The oil giant told City analysts yesterday that the oil price would rise to between dollars 18 and dollars 21 a barrel by the mid-1990s. The prediction is in stark contrast to Mr Horton's belief that it would reach dollars 25 a barrel in the same period.

His highly public predictions are thought to have been a key factor in provoking last Thursday's boardroom coup.

The forecast had become the subject of ridicule within the group. Few shared his views on the oil price and it came to be seen as his own personal prediction. However, Mr Horton's continued defence of that forecast in public and at meetings with BP's institutional investors caused considerable embarrassment among its senior management.
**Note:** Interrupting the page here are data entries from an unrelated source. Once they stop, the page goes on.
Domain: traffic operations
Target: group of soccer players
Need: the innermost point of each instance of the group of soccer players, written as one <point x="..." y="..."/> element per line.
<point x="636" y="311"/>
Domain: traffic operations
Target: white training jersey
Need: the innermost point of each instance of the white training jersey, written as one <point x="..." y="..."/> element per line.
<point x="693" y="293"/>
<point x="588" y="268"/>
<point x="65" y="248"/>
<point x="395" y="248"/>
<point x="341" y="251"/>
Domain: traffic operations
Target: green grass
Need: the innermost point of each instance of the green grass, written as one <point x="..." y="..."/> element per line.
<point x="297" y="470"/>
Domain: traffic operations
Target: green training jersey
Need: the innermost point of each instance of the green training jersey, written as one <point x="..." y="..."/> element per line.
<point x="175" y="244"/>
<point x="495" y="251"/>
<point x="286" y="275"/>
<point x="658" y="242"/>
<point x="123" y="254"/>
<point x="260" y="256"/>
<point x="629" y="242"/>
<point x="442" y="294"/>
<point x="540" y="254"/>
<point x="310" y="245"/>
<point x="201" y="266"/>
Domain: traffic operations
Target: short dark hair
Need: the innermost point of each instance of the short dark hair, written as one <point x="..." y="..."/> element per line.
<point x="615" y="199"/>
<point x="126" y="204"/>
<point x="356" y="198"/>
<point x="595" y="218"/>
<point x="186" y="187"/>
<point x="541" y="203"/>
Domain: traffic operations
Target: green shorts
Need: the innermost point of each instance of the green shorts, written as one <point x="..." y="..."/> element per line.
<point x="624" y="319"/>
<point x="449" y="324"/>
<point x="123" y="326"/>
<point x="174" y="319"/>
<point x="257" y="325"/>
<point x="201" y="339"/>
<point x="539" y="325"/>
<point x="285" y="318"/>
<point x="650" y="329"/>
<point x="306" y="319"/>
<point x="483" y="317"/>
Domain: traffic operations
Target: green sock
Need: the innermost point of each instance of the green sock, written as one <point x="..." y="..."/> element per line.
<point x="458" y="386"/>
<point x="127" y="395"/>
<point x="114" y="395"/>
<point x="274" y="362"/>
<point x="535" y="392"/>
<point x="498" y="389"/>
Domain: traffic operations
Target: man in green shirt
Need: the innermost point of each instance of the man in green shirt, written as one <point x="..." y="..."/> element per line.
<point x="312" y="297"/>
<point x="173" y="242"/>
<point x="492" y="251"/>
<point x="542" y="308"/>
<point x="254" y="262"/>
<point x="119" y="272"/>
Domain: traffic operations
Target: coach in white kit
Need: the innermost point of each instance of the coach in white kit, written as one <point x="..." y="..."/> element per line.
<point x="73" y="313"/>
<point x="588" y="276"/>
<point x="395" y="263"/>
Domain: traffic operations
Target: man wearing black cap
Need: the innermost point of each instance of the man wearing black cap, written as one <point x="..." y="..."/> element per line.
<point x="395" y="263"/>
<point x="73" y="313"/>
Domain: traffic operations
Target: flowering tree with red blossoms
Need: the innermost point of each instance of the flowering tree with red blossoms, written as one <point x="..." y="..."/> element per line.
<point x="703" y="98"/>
Some of BP's biggest rivals, such as Shell, have been much more cautious about the price outlook. Shell has long forecast that prices will stay at around dollars 18 a barrel for the rest of the decade.

Yesterday BP took the first opportunity since Mr Horton's departure to scale down its own estimate. Steve Ahearne, finance director, told a lunchtime meeting that the oil price would average around dollars 20 by the mid-1990s.

Analysts were also told that the company would return to a cash inflow position next year, thanks to cost-cutting, asset disposals and reduced capital investment.

However, Mr Ahearne refused to say whether BP would cut its dividend to stem an expected cash outflow this year. The company's total dividend cost pounds 900m last year and some analysts believe that without a dividend cut, it could incur a pounds 1.5bn outflow this year.

In the first quarter of this year, BP's cash outflow amounted to pounds 544m, against a pounds 1.1bn drain for the whole of 1991.

As a result, it has been making a drastic cut in its capital expenditure. Mr Ahearne told analysts that spending would drop to about dollars 5bn in 1993 from dollars 6.5bn this year and dollars 8bn in 1991.

The bulk of next year's spending will go on maintenance rather than expansion, analysts believe. 'In effect the company is being run for cash,' one said.

BP shares have dropped by more than 15 per cent since Mr Horton's resignation on fears that the dividend will be cut.

The shares closed 3.5p up at 203.5p yesterday. They have slumped from 240p last Thursday.

Mr Horton has been replaced by Lord Ashburton as chairman while David Simon, deputy chairman, has become chief executive.